Looking for ways to use items that are wilting away in the refrigerator? I found asparagus that I wanted to use in a different way. So I cut them into thirds and blanched them in boiling water for a few minutes until tender, then moved the pieces to a bowl of ice water with a slotted spoon or spider. This stops the cooking and “shocks” the vegetable, saving that pretty verde (green) color. With the heat turned off I then tossed a cup of frozen peas into the same hot water for just a minute to take the chill out before scooping them out and placing them into the bowl of ice water.

Back to the fridge I found a small amount of spinach left in a bag, grabbed a lemon and a bottle of white wine. Light extra virgin olive oil, and a trip outside to the herb garden I cut some spring onions, chives, and mint that all went into my blender. (Cilantro would have been good to brighten the flavor). I whizzed it up adding oil and wine until it resembled a sauce and then added the zest and juice of a lemon (tip: always zest the lemon before cutting it). I then added 1/3 cup of grated parmesan cheese (which is salty so taste before seasoning). Add salt and ground black pepper to taste. If you like heat you could add garlic or jalapeños, but I thought asparagus and peas were such fresh and gentle veggies, I didn’t want to over power them. Be creative and use what you have (celery may have added a nice flavor, parsley might be the only herb you have so use that). Just think green. I bet some green grapes would have added a little sweetness.

I then cooked a half box of tiny shell pasta, imagining the sauce gathering inside their little cups. When the shells were al dente I warmed my verde mixture and using a little pasta water tossed the pasta and sauce together. This wasn’t a formal recipe, just playing around with what I had. All I could think of is all of the great green vegetables I was getting in one bite. I then drizzled the top with a little olive oil and to finish it off, I would have shaved some parmesan over the top if I had a block, but I only had some pre-shredded – so I topped it with that.

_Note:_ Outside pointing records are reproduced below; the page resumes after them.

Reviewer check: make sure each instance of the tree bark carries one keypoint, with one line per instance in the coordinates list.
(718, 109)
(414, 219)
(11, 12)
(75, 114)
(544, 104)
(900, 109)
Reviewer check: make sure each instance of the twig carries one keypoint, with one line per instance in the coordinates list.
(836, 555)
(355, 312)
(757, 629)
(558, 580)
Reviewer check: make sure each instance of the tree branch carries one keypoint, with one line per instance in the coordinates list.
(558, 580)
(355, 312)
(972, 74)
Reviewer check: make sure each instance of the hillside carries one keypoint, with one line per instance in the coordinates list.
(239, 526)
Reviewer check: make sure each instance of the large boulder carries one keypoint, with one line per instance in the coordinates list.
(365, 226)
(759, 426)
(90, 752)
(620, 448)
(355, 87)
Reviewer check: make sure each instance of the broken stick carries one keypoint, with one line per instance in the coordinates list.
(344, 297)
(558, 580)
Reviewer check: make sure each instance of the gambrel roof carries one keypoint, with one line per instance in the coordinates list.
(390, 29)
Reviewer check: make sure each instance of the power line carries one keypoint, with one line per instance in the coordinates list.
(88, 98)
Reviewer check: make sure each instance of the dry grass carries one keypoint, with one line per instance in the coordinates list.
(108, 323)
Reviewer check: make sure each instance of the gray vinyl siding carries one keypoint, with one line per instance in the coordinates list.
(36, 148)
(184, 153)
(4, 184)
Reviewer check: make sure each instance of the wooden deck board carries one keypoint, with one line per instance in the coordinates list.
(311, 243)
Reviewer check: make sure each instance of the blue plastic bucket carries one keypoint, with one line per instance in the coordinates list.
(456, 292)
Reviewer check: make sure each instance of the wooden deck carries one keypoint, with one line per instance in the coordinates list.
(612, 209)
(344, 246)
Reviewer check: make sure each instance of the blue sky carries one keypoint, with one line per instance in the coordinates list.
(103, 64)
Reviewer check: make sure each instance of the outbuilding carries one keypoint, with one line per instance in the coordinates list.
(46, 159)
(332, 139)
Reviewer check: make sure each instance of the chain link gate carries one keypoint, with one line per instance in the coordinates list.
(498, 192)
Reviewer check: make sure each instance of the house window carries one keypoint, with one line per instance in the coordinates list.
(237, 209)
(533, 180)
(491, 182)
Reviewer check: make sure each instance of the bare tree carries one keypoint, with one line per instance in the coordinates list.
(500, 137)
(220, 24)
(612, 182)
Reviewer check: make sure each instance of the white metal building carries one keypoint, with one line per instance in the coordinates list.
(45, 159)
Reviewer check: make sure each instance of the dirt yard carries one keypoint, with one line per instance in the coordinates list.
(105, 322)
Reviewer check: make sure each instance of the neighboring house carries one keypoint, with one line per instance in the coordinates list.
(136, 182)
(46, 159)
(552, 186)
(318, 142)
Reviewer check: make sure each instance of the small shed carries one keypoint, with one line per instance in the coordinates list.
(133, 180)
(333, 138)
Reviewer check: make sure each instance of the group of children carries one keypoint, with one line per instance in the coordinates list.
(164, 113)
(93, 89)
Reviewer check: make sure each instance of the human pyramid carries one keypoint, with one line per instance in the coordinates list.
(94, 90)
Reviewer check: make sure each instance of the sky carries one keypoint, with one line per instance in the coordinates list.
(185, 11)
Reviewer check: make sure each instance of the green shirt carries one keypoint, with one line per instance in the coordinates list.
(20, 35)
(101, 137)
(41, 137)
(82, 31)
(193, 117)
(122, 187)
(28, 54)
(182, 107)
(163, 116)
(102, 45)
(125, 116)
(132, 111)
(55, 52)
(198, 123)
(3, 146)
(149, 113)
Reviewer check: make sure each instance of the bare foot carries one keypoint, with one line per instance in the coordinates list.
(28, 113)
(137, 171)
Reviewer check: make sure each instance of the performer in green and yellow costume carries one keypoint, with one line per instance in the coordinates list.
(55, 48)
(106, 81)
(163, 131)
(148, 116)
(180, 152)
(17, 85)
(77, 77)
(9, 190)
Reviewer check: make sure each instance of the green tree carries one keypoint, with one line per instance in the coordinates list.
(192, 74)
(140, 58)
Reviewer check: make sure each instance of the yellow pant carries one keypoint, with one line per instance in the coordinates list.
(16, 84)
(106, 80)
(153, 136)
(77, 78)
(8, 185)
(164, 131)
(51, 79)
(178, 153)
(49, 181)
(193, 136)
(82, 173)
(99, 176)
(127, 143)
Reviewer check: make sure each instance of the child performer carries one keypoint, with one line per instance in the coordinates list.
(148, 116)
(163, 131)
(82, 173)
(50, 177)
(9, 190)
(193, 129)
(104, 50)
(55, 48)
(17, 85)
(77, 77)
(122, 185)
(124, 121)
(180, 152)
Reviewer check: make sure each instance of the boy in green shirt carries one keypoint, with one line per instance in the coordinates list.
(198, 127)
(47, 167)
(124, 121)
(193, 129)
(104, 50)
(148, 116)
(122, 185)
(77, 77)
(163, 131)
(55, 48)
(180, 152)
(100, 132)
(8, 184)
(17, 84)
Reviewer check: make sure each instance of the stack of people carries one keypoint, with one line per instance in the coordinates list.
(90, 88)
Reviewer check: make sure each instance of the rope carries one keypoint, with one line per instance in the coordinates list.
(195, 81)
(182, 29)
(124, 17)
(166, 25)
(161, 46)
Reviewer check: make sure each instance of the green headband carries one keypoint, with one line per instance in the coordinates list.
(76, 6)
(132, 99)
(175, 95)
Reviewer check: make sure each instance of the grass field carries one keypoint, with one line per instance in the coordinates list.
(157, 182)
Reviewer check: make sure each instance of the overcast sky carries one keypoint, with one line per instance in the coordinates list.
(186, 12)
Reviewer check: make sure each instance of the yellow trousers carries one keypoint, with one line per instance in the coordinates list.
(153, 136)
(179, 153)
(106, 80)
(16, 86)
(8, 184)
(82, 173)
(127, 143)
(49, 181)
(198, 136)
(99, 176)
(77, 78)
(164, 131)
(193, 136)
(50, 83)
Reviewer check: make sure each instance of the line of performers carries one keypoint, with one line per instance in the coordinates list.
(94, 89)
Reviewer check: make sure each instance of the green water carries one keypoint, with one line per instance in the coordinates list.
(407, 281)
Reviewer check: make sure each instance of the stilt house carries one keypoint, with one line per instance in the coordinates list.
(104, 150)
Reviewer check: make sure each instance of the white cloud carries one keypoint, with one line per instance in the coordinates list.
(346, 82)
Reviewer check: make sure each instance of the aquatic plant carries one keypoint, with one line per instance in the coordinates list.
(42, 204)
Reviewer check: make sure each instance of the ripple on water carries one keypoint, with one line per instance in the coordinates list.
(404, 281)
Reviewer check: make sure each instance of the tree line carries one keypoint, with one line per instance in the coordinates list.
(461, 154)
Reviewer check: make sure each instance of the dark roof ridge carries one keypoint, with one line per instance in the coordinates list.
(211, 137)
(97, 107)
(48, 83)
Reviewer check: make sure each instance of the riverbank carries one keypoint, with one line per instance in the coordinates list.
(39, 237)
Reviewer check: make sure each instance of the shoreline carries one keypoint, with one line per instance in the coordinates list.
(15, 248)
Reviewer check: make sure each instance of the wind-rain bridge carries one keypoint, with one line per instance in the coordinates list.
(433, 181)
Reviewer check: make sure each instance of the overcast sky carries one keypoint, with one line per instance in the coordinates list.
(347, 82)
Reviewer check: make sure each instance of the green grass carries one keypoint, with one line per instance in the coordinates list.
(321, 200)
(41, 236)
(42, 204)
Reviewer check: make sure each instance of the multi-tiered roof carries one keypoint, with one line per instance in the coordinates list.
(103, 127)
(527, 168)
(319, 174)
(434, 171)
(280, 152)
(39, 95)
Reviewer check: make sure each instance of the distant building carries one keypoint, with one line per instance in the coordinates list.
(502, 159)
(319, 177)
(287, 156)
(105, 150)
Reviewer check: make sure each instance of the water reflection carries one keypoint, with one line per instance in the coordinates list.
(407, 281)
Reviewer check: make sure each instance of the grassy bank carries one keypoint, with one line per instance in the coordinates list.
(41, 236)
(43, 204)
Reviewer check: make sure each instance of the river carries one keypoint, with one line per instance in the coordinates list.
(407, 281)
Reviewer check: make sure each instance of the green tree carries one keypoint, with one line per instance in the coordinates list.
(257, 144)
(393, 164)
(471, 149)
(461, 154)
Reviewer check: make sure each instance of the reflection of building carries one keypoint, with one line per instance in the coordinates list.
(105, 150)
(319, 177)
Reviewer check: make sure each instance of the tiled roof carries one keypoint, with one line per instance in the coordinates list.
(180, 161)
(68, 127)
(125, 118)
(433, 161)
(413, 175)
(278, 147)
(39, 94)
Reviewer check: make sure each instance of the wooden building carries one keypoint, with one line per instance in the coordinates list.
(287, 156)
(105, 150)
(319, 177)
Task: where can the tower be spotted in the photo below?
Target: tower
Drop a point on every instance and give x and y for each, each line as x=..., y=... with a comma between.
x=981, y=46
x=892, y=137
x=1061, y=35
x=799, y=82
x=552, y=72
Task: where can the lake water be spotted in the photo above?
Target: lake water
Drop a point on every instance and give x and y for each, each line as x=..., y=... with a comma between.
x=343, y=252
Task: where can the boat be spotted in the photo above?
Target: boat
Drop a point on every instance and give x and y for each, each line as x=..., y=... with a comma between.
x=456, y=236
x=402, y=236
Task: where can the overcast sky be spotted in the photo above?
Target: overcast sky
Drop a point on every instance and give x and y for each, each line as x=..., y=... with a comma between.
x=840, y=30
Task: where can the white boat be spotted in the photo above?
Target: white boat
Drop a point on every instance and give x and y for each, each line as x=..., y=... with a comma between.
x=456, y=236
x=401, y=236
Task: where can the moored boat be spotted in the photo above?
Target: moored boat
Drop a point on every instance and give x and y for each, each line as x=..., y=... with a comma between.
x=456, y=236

Ravioli with Pesto Cream Sauce

What to do with a 10 oz bag of store bought ravioli? Well you need a sauce, but don’t have any in the pantry and don’t have time to make one from scratch. To make this Pesto cream sauce you will need:

A jar of homemade or store bought pesto

1/2 cup heavy cream or half and half

2 tablespoons butter

Garlic and onion powder

salt and pepper to taste

fresh basil (optional)

shaved or grated parmesan (optional)

This dinner took literally less than 15 minutes to prepare. I spotted a jar of pesto I made with basil from my garden in the refrigerator and a carton of heavy cream. I did not measure the amounts I used, so I just had to guess based the pictures what the approximate amounts were.

Begin with preparing the ravioli according to the package instructions. My chicken and roasted garlic version only took 4 minutes to cook once the salted boiling water was rolling so you can either make the sauce first and then prepare the pasta or cook both at the same time. Having all of the ingredients on the counter ready to go will help you work faster.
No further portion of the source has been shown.